Spatenstich für den Ersatzneubau am KRH Klinikum Robert Koch Gehrden
Am 23.02.2026 wurde mit dem symbolischen Spatenstich der nächste Bauabschnitt für den Ersatzneubau am KRH Klinikum Robert Koch in Gehrden offiziell eingeläutet. Vertreterinnen und Vertreter aus Landes- und Regionalpolitik, dem Klinikverbund sowie den Projektbeteiligten setzten gemeinsam ein sichtbares Zeichen für die Weiterentwicklung der medizinischen Versorgung in der Region Hannover.
Mit diesem Projekt entsteht eine hochmoderne Klinikstruktur, die den Anforderungen der Medizinstrategie 2030 konsequent Rechnung trägt und die Position des Standorts als künftiger Schwerpunktversorger stärkt.
Projektumfang und Zielsetzung
Der Ersatzneubau umfasst rund 37.000 m² Neubaufläche. Geplant sind unter anderem:
- 250 Betten auf acht Pflegestationen
- Zentraler Operationsbereich
- Entbindungsstation
- Herzkathetermessplätze
- Aufnahme- und Untersuchungszentrum
- Interdisziplinäre Endoskopie
- Elektivaufnahme
In Kombination mit dem Bestandsgebäude stehen künftig insgesamt 349 Betten zur Verfügung. Ziel ist eine moderne, patientenorientierte Versorgung bei gleichzeitig hoher betrieblicher Effizienz und nachhaltiger Infrastrukturentwicklung.

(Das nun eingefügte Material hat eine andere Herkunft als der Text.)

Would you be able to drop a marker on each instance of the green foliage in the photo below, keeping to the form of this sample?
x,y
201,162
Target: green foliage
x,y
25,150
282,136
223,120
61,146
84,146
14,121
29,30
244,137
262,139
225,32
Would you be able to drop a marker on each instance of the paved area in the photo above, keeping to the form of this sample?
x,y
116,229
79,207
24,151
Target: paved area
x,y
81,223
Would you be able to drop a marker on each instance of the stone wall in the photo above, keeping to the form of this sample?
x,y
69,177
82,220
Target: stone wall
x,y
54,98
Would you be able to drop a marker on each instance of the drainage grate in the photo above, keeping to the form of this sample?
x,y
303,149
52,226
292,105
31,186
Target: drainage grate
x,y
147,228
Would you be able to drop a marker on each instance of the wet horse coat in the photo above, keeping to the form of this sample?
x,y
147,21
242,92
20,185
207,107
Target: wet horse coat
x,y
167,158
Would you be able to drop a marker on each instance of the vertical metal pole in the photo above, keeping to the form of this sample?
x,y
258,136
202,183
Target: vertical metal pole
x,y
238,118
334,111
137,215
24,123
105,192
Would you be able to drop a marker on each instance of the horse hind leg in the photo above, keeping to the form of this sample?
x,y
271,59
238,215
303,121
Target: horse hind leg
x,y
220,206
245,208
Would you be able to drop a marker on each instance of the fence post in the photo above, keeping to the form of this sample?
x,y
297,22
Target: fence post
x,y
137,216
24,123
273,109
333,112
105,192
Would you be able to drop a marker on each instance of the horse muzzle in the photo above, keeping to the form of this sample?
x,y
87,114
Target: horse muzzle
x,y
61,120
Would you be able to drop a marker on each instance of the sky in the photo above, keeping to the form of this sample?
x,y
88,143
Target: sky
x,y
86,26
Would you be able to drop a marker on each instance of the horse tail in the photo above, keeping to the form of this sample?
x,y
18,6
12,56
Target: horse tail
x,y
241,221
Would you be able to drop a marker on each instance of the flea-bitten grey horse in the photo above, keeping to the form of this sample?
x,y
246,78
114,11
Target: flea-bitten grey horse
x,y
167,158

Unsere Rolle: Fachplanung für Elektrotechnik und Versorgungstechnik
Als Fachplaner für Elektrotechnik und Versorgungstechnik verantworten wir die technische Gebäudeausrüstung (TGA) des Ersatzneubaus.
Unsere Aufgabe ist es, die infrastrukturelle Grundlage für einen sicheren, leistungsfähigen und langfristig stabilen Klinikbetrieb zu schaffen. Dabei stehen insbesondere folgende Aspekte im Fokus:
Elektrotechnik
- Sichere und hochverfügbare Energieversorgung
- Redundanzkonzepte für kritische Funktionsbereiche
- Integration in bestehende Netz- und Versorgungsstrukturen
- Umsetzung normativer Anforderungen für Krankenhäuser
Versorgungstechnik
- Zuverlässige Medienversorgung für medizinische Bereiche
- Energieeffiziente Anlagenkonzepte
- Nachhaltige Systemlösungen
- Zukunftsfähige Erweiterbarkeit und Anpassungsfähigkeit
Die besondere Herausforderung liegt in der engen Verzahnung von Neubau und Bestand sowie in der Planung unter Berücksichtigung komplexer Klinikprozesse. Technische Systeme müssen nicht nur normgerecht, sondern vor allem betriebssicher, resilient und langfristig wirtschaftlich ausgelegt sein.
Komplexität im Krankenhausbau
Krankenhäuser gehören zu den anspruchsvollsten Gebäudetypologien. Sie erfordern:
- Höchste Versorgungssicherheit
- Klare Redundanz- und Sicherheitskonzepte
- Präzise Abstimmung zwischen Bau, Medizintechnik und TGA
- Flexible Infrastruktur für zukünftige medizinische Entwicklungen
Die technische Gebäudeausrüstung ist dabei ein zentraler Erfolgsfaktor. Sie sichert nicht nur den laufenden Betrieb, sondern beeinflusst maßgeblich Qualität, Effizienz und Nachhaltigkeit der gesamten Einrichtung.
Von der Planung in die Umsetzung
Mit dem Spatenstich endet eine intensive Planungsphase und die Umsetzung wird sichtbar. In den kommenden Jahren entsteht schrittweise eine moderne, leistungsfähige Gesundheitsinfrastruktur für die Region Hannover.
Die Inbetriebnahme des Ersatzneubaus ist für 2029/2030 vorgesehen.
Wir freuen uns, dieses komplexe Projekt weiterhin aktiv zu begleiten und durch unsere Fachplanung einen nachhaltigen Beitrag zur Zukunftsfähigkeit des Klinikstandorts zu leisten.